Matt Coyle’s series featuring San Diego PI Rick Cahill has been a critical and fan favorite from its first novel, Yesterday’s Echo. His books have always managed to maintain a vintage feel – harkening back to the golden age of private eyes – while still appealing to and being relevant for modern readers. After an emotionally-draining and physically-taxing case in Lost Tomorrows, Rick Cahill returns in Blind Vigil. Never one to make things easy on his characters, Matt Coyle has placed our hero in the midst of his most personal challenge yet – which is saying something for a man who has been through the trails and tribulations that Rick Cahill has previously faced.
After losing his sight during a tense conclusion to his last case, Rick Cahill is struggling to come to terms with his blindness.

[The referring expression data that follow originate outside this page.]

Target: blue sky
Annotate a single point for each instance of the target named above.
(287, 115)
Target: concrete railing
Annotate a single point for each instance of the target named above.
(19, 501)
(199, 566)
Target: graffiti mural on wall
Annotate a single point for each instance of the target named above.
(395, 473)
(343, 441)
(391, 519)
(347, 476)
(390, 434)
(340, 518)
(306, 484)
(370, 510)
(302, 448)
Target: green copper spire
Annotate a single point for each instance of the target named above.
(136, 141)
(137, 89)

Unsure how to proceed with a career under the burden of this new challenge, when Moira Macfarlane requests that Rick accompany her to an interview with Rick’s estranged friend Turk Muldoon, he is unable to resist. It is not very long before a simple case of background investigation transforms into a murder inquiry and Rick once again must come to the aid of a friend.
Through his first-person narration, Matt Coyle does an cogent job of placing readers in the footsteps of a blind person. As we have all heard, when a person loses the use of one of their senses, the others seem to become more sensitive to compensate for this loss. So, despite not being able to use his eyes to investigate, Rick’s other senses come into play in ways that readers will find both fascinating and believable. Rick Cahill is not the type of guy who wants anyone’s pity, so proving his value after such a tragic turn of events is important; but there is no doubt that such a massive shift in perspective must have an impact on his character development. Matt Coyle navigates this masterfully. The Rick Cahill of Blind Vigil is not the same as the Rick Cahill in the early part of the series (or frankly, even in the previous book), but those changes have been incremental, and this latest challenge is simply the next step in his evolution.

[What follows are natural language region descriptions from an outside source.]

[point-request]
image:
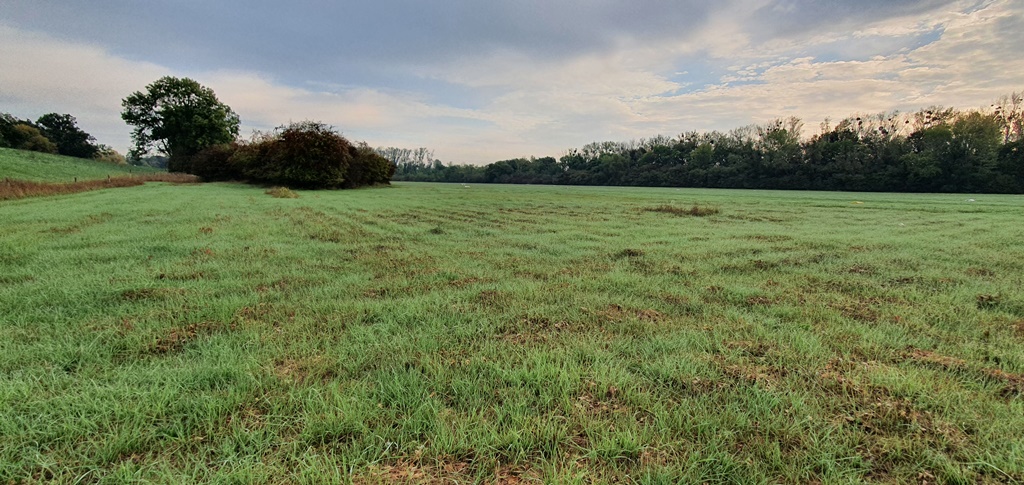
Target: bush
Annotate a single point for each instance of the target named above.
(306, 155)
(369, 168)
(282, 192)
(109, 155)
(28, 137)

In many ways, the central themes of Blind Vigil could be the concept of loss and the need for connection and the many ways they manifest in human life. The strained friendship between Rick and Turk feels authentic. Toxic masculinity too often dominates in books under the banner of the PI genre, but Matt Coyle has shown with Rick Cahill that this is not a requirement. Like anyone, Rick has his flaws, but there is no doubt that loyalty is important to him and that has remained consistent across the series. The case at the core of Blind Vigil unspools in logical fashion and at a rapid speed. Matt Coyle’s streamlined writing style adds an ease to the reading process that keeps the pages turning. By the end of the novel, readers will be anxious for the next book in this series.
Disclaimer: An e-galley of this title was provided to BOLO Books by the publisher. No promotion was promised and the above is an unbiased review of the novel.